Светлана Гринько Седова
МонмырАш.

                            Чем контрастнее тени, тем яснее картина.

Он одиноко стоял вдалеке. Сгорбленный, запустелый, какой-то поникший, но не жалкий. Веяло от него уходящей, правда, былой мощью. Серые, вековые доски этого дома, до боли, когда-то крепких  стен, обветшали от времени и превратились в трухлявый остов, словно, поддон для обитания  паразитов, облепивших его старое  древесное тело. Деревья, окружавшие его, отбрасывали чёткие тени и всё вокруг ярко светилось.

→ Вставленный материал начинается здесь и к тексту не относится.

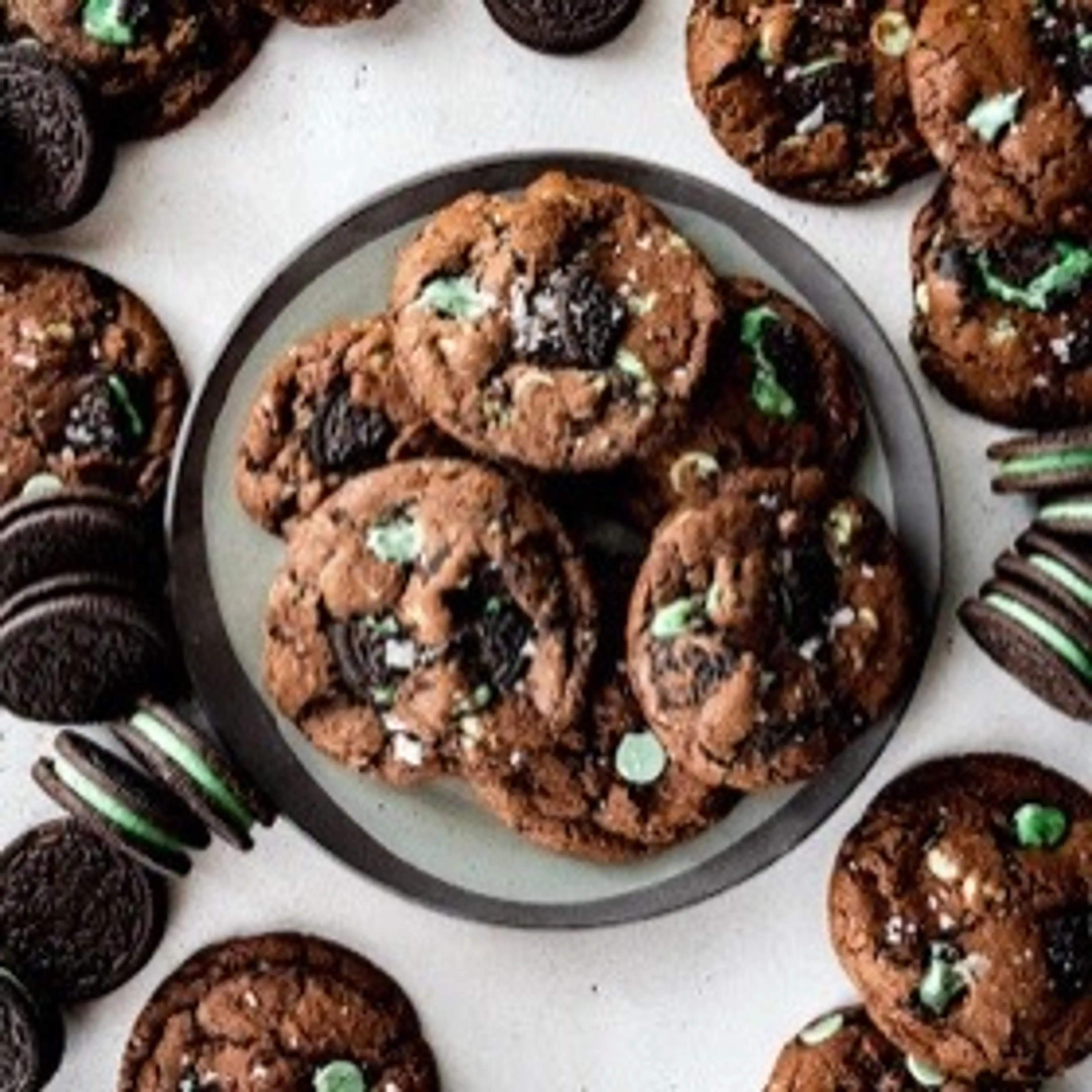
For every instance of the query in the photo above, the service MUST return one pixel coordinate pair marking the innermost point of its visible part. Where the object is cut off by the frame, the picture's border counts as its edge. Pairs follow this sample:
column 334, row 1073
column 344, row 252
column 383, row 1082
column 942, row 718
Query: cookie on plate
column 1004, row 328
column 779, row 392
column 1003, row 93
column 1044, row 646
column 565, row 328
column 429, row 615
column 845, row 1052
column 332, row 406
column 58, row 161
column 811, row 99
column 156, row 66
column 121, row 803
column 770, row 627
column 961, row 908
column 561, row 27
column 326, row 13
column 77, row 915
column 281, row 1010
column 91, row 388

 В доме располагалось много абсолютно разных комнат, у которых, в общем - то, не  просматривалось только единство во взгляде их окон. Одинаково и, одновременно, по-разному они выходили на все стороны света и от этого внутри становилось жарче с юга и холоднее с севера. Отчего и  приходилось  их закрывать и открывать периодически. Не менее беспокоили и западные окна. Почти ежедневно они ослепляли алым закатом, не позволяющим смотреть в этом направлении. И только, пожалуй, восточные таились на рассвете,  туманно обнадёживая каждый раз взор в совсем неведомую даль за горизонтом. А в комнатах время меняло атмосферу. Где-то мелькали солнечные зайцы, перепрыгивая со старинного зеркала, серебрящегося в тесной кладовой с выломанной дверью,на огромный  стальной сундук у входа.

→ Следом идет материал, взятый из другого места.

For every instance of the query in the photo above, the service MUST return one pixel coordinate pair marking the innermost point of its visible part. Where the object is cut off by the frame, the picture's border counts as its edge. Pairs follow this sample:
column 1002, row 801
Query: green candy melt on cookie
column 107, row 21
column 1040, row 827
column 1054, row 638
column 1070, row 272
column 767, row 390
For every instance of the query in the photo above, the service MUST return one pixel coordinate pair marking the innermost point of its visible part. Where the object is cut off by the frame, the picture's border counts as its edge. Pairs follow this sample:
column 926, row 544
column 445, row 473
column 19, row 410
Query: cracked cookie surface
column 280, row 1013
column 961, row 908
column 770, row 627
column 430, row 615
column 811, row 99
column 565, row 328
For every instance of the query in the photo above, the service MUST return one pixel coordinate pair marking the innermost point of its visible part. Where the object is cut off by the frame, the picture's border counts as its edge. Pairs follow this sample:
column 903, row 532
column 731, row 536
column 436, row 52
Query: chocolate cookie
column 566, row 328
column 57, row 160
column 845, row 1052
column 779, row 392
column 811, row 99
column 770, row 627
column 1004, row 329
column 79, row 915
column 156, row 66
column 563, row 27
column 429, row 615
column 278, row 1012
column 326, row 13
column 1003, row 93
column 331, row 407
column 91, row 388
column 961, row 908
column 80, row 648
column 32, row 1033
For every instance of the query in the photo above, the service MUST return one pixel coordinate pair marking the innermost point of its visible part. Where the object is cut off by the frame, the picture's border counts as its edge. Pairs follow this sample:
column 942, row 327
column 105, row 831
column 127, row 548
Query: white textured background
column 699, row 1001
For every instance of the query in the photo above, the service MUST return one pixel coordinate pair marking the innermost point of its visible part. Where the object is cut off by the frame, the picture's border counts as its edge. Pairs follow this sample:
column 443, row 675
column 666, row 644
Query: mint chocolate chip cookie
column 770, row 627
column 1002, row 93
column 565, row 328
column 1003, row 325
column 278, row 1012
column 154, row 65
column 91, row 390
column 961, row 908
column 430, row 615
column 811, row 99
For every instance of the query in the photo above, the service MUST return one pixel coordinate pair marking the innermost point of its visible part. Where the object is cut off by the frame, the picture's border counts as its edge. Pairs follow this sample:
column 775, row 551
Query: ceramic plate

 Таким однообразным и привычным он надоедал даже. Хотелось бросить его, или поменять на новый, а иногда, просто, перестроить. Жаждалось перемен! И всё это казалось бездушным по отношению к дому. Ведь, он жил!

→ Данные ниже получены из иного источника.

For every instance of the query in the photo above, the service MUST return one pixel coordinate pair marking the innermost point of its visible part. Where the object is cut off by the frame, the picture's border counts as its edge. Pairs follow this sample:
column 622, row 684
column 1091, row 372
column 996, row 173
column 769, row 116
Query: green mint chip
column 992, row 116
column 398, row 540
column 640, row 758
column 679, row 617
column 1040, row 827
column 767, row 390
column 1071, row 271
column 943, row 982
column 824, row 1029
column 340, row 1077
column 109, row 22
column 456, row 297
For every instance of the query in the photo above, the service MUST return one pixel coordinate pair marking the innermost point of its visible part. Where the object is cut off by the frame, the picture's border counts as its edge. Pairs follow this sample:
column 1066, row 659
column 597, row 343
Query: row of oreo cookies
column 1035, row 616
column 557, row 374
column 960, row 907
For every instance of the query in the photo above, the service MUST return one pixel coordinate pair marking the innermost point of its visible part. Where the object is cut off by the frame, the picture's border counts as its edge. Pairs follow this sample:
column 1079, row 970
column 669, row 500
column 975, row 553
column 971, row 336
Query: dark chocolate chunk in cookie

- Кто оторвал ставню у окна во двор? - грозилась старуха - хозяйка. - Её ещё деды наши ставили, трудились и день, и ночь! А вы, трутни, ленивые, ни черта не умеете ничего делать! Только ломаете всё!
Когда дом болел, старуха лечила его . Такими же иссохшими, как эти доски, руками-щепками, она, из последних сил, яростно соскребала плесень на чердаке, до крови, загоняя под раздробленные ногти  острые занозы, трепетно приговаривая: «Живи, только, мой доминУшка, живи!»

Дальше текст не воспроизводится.